Hay otras que se le parecen: cantar se le parece, sobre todo cantar a grito pelao en la ducha, o cantar con fondo de jaranas. Cantar es una forma de sacar el aire del pecho, y de dirigirlo, y de alguna forma eso también da libertad, da ligereza, sacas cosas que pesan dentro. Y la libertad se parece a la ligereza, o la libertad necesita de la ligereza más bien. Lo bonito de cantar es que suele ser compartido, y eso no lo tiene correr. Quizás eso es justamente lo que le falta de libertad (¿cuál es la relación entre libertad y egoísmo?).
Otras también tienen momentos así. Ir en bici, bailar cuando na más te mueves y no tienes que pensar los movimientos, leer es lo más parecido a la libertad de la mente. Pero cuando corro es bastante holístico el asunto: tengo mucha libertad del cuerpo, me siento ligero, salto, grito, me siento fuerte y potente. Siento que todo lo puedo hacer. Es hermoso.
En realidad es todo un proceso. Empezar es lo más difícil, como en todo. Como que te tienes que desacostumbrar a los hábitos de tu cuerpo: andar a tal velocidad, no más porque se ve raro, no menos porque llegas tarde. Mover las extremidades de forma acompasada. Respirar a tal ritmo, porque si respiras más rápido o más fuerte te aceleras y sudas y eres un desmadre. Controlarte, en definitiva, controlar tu cuerpo para adaptarte al ritmo de la cotidianeidad. Pero cuando corro, es como si me subiera la potencia de la pila dos niveles, como si le subiera al volumen de mi metabolismo, y funcionara más rápido y mejor. Obviamente después se nota, estoy cansado, pero me recupero al día siguiente.
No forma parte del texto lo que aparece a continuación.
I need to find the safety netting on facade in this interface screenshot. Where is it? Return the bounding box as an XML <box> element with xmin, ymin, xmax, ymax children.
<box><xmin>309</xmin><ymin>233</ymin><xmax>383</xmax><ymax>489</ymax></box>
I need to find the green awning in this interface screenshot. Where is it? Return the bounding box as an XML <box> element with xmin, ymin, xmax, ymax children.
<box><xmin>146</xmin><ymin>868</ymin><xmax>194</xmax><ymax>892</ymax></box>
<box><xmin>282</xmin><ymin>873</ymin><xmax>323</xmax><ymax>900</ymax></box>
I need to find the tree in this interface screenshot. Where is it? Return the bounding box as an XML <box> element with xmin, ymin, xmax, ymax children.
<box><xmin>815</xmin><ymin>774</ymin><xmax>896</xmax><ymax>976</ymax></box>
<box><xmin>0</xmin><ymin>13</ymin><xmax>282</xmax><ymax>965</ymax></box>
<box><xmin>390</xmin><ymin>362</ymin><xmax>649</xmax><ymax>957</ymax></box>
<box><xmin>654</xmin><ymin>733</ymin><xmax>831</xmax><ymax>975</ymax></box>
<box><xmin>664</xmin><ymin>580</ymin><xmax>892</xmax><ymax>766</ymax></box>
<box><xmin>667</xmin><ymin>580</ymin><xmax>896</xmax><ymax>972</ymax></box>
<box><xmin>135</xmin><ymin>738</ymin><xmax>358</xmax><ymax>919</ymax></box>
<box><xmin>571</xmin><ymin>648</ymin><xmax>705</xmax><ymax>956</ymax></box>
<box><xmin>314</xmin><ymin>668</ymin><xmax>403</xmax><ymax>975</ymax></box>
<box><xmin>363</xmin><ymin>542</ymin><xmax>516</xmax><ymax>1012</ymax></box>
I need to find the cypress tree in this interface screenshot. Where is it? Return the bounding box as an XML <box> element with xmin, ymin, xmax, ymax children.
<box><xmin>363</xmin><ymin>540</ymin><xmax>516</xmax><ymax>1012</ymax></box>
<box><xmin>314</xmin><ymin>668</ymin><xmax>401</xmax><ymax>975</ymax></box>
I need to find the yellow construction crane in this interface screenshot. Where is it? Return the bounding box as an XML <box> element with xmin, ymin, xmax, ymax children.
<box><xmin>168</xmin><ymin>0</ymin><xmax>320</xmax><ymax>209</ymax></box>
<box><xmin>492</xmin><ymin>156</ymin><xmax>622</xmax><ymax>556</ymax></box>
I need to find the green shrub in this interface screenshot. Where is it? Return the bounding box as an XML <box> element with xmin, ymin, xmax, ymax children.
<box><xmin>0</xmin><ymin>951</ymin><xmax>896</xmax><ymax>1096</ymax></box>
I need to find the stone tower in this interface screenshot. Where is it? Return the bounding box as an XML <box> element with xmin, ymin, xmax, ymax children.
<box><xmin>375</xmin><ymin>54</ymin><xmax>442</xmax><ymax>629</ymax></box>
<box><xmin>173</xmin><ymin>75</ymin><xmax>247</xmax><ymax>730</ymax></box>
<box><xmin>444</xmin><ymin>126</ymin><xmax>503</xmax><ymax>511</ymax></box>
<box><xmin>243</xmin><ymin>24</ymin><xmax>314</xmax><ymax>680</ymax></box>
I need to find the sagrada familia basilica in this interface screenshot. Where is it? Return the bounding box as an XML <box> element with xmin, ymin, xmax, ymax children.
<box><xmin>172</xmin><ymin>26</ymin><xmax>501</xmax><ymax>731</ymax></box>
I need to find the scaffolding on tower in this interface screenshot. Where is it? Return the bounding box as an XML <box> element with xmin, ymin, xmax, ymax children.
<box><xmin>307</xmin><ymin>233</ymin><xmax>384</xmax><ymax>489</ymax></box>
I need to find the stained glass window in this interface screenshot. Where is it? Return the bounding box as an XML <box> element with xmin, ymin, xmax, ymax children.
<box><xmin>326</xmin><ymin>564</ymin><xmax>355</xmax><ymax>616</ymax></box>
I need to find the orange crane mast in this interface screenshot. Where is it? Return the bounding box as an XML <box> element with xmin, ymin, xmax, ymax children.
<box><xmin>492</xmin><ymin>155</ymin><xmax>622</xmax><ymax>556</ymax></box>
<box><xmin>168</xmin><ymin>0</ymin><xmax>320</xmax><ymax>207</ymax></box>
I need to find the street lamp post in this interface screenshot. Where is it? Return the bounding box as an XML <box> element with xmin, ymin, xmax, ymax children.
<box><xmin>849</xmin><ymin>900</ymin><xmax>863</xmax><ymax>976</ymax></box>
Y, de alguna forma, es como si realmente en el tiempo en que corro estuviera funcionando a todo mi potencial. Creo que ésa es la fuente de la sensación de libertad: me libero de una especie de barrera corporal innata e incógnita. Y me muevo mucho más a gusto en el espacio, fluyo mejor. Hasta pienso mejor, se me ocurren mil ideas mientras corro. Las barreras del cuerpo son también barreras de la mente, estoy convencido (por eso, aprender nuevos movimientos nunca antes hechos, por ejemplo en danza o en yoga, es aprender nuevos pensamientos nunca antes pensados).
Y por supuesto es muy satisfactorio saberme rápido, saberme resistente, proponerme correr 10 kms, hacerlo, y ver que puedo sobrevivir, y hasta de forma más o menos notable, es muy gratificante. Me siento más fuerte de lo que me siento antes de correr. Supongo que es lo que siente la gente que se pone retos y los enfrenta y los supera, no como yo que los huyo. Bueno, éste no lo huyo, lo corro. Hoy me puedo sentir orgulloso de mí (no es algo que diga todos los días, pero la verdad es que es muy rico de decir).